Office leasing fell 15 per cent while demand for ready housing properties remained subdued during February, according to property consultant CBRE.
"Transaction activity dipped by approximately 15 per cent over the previous month, with Bangalore accounting for almost 50 per cent of the overall space transacted," CBRE said in its monthly update.
Pune and Delhi-NCR also saw strong transaction activity (about 30 per cent of the total transacted space in leading cities) during February, it added.
Cities such as Bangalore, Hyderabad and Kolkata observed an increase in occupier demand in the month.

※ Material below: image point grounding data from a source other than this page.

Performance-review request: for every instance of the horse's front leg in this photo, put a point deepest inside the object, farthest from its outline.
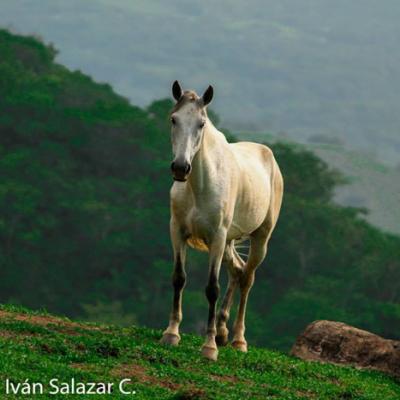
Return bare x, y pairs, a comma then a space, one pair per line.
217, 247
171, 334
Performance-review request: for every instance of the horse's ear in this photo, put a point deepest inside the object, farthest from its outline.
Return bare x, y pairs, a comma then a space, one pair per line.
176, 90
208, 95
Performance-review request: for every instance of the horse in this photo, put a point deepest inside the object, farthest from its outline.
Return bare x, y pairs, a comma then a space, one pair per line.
223, 193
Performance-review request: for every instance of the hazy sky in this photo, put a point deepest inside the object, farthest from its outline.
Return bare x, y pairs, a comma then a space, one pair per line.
305, 67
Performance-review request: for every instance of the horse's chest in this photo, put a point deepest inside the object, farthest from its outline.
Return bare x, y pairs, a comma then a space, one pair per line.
201, 223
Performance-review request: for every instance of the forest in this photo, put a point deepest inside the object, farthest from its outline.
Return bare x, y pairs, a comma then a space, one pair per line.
84, 214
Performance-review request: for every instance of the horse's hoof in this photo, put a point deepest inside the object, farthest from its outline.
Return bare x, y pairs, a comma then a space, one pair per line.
210, 353
171, 339
240, 345
222, 340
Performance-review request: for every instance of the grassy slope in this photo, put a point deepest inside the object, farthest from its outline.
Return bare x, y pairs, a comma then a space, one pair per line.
41, 347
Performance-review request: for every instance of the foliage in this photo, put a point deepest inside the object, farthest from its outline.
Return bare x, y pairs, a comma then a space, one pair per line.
40, 347
84, 216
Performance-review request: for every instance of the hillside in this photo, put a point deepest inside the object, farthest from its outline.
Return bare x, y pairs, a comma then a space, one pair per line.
84, 216
304, 67
40, 347
370, 184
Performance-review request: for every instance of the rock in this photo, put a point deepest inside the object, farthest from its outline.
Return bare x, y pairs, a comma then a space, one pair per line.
336, 342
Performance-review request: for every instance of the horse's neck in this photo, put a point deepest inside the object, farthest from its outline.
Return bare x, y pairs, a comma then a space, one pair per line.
205, 163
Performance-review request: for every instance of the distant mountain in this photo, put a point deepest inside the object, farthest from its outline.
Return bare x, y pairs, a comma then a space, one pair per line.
371, 185
304, 67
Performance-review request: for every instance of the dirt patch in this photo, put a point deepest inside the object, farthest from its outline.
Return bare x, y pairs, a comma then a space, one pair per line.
140, 373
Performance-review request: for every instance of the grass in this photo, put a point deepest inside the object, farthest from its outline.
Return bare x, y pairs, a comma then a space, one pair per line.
40, 347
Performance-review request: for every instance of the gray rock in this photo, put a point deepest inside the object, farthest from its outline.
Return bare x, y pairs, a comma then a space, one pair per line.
336, 342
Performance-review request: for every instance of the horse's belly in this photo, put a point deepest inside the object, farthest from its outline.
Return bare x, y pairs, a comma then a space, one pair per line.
251, 211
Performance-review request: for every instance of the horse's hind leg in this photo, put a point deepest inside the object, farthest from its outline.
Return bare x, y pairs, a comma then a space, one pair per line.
171, 334
235, 267
258, 250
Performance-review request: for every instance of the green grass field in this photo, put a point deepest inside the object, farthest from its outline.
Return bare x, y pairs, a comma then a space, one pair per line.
39, 347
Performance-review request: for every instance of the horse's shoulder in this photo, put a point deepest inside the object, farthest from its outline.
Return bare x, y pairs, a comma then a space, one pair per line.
253, 148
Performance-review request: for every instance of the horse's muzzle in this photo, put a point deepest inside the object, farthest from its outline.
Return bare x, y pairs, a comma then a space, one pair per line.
180, 170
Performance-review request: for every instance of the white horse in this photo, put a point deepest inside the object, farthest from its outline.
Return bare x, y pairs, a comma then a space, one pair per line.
223, 193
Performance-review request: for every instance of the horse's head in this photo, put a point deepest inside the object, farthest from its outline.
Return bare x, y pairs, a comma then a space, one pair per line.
188, 120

"Few large sized transactions (above 100,000 sq ft) were also concluded in Bangalore. Among the transactions concluded, Tech Mahindra committed around 140,000 sq ft in Goldhill Supreme, Walmart took up around 130,000 sq ft in Salarpuria Aura and RBS Business Services leased around 100,000 sq ft in RMZ Ecoworld," CBRE said.
This month also saw the renewal of existing leases (around 0.33 million sq ft) mostly from corporate occupiers, it added.
Absorption of office space increased by nearly 10 per cent in 2014 to over 33 million sq ft compared to previous year.
On housing market, CBRE said the "demand for ready residential properties remained subdued". The quantum of residential unit launches also remained low during the month.
Real estate market, especially housing, is facing a huge slowdown since last couple of years due to skyrocketing property prices and high interest rates.
"While the focus remained on the mid-end segment, the total number of launches declined due to abundant availability of ready-to-occupy inventory and cautious buyer sentiment," the consultant said.
Most of the housing projects were launched in Bangalore and Chennai in the mid-end and high-end segments (measuring 100-700 units), while other cities attracted limited new launches during the month, the report said.
"Capital values across most micro-markets in the leading cities largely remained stable due to prevalent low-end user demand and inventory build-up in most locations. Going forward, residential markets are likely to see stable price points with a gradual pick up in launches in most of the leading cities," CBRE said.
However, emerging and peripheral locations with a substantial supply pipeline might witness a slight price correction in forthcoming months, it added.